Fadli mengatakan, Laut Banda merupakan posisi penting untuk dipantau aspek kenaikan suhunya. Laut Banda merupakan lokasi pertemuan arus laut dari Samudra Pasifik ke Samudra Hindia. Arah arus beralih setiap enam bulan sekali.

”Setiap enam bulan sekali, Laut Banda seperti dikuras beralih menuju salah satu samudra tersebut, Pasifik atau Hindia,” kata Fadli.

Naiknya suhu muka laut hingga 2 derajat celsius di atas pola normal di Laut Banda dan Samudra Hindia selatan Jawa Tengah hingga Selat Sunda ini dipengaruhi arus dari Pasifik menuju Samudra Hindia saat ini.

Kukuh mengatakan, suhu muka laut yang hangat meningkatkan konveksi atau penguapan air menjadi awan hujan. Saat ini peluang hujan terjadi hampir merata, tetapi masih terjadi fenomena transisi berupa hujan lokal sesaat dan cukup deras.

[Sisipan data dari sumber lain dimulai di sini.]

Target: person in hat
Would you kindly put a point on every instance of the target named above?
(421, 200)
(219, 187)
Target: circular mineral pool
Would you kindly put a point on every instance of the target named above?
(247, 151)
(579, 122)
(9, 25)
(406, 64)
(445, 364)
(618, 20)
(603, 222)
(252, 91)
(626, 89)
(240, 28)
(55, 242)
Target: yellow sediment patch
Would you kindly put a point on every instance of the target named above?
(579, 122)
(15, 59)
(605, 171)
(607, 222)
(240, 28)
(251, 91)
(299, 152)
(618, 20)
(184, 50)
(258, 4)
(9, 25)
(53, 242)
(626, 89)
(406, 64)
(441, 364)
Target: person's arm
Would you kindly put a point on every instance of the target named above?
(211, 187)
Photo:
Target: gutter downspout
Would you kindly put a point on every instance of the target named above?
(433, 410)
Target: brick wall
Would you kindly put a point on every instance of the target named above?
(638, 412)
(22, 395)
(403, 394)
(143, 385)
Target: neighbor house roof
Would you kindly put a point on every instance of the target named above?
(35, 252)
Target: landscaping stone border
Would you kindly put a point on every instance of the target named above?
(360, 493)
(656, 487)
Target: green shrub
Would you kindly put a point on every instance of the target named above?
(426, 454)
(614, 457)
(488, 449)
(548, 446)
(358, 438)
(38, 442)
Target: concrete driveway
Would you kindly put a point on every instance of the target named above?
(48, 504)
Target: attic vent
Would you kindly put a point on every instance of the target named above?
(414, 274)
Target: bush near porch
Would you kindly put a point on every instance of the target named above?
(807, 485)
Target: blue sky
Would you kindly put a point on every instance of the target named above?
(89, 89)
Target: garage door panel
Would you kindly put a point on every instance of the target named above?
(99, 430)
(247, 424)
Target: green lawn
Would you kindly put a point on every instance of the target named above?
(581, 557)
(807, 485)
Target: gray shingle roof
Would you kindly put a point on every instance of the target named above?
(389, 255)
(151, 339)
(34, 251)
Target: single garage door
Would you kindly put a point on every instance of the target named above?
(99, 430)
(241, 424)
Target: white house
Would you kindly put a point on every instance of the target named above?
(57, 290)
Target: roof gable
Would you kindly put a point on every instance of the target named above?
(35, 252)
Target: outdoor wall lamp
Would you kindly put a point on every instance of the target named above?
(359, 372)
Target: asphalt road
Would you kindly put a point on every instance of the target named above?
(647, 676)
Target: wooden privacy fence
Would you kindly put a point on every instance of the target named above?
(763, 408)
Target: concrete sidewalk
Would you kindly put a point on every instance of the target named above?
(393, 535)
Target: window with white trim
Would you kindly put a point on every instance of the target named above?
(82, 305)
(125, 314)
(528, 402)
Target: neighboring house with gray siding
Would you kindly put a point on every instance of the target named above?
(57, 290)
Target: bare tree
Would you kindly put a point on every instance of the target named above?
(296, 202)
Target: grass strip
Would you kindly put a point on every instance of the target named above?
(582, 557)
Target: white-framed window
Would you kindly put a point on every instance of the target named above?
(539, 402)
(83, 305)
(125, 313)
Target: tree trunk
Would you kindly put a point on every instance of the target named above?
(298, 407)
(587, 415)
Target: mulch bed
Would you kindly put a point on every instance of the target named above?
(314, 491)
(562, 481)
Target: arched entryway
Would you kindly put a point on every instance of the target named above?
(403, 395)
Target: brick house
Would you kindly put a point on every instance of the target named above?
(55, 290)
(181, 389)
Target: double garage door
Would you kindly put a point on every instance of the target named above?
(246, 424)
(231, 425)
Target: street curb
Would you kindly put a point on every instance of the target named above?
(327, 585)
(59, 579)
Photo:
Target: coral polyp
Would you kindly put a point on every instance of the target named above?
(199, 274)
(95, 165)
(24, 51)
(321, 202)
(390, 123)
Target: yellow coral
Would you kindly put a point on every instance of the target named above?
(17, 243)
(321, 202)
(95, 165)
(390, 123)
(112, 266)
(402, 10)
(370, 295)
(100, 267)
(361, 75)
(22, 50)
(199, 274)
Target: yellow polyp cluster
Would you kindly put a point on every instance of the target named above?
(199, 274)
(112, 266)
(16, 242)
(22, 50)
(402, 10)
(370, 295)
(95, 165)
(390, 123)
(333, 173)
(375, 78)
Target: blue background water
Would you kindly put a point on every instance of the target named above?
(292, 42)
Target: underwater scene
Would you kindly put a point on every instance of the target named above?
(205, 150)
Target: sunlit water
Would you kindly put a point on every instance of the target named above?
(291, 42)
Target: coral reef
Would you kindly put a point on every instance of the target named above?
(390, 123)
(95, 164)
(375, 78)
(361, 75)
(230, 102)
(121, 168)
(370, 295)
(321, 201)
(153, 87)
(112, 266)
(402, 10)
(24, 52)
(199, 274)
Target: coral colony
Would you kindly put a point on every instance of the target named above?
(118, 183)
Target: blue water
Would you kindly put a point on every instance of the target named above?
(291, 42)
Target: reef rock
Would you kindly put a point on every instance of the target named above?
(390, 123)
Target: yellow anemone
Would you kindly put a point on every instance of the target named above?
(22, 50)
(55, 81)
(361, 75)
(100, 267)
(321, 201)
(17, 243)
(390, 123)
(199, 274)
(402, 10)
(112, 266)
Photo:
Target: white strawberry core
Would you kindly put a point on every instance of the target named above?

”Seperti sekarang ini hujan deras di wilayah Jakarta Selatan bisa membuat banjir, padahal di wilayah utara dalam waktu bersamaan tidak terjadi hujan. Ini menunjukkan bahwa masa-masa transisi menuju musim hujan sedang terjadi,” kata Kukuh.

Akibat dari adanya fenomena La Nina, menurut Kukuh, intensitas hujan pada musim hujan tahun ini ditengarai meningkat dari pola normal.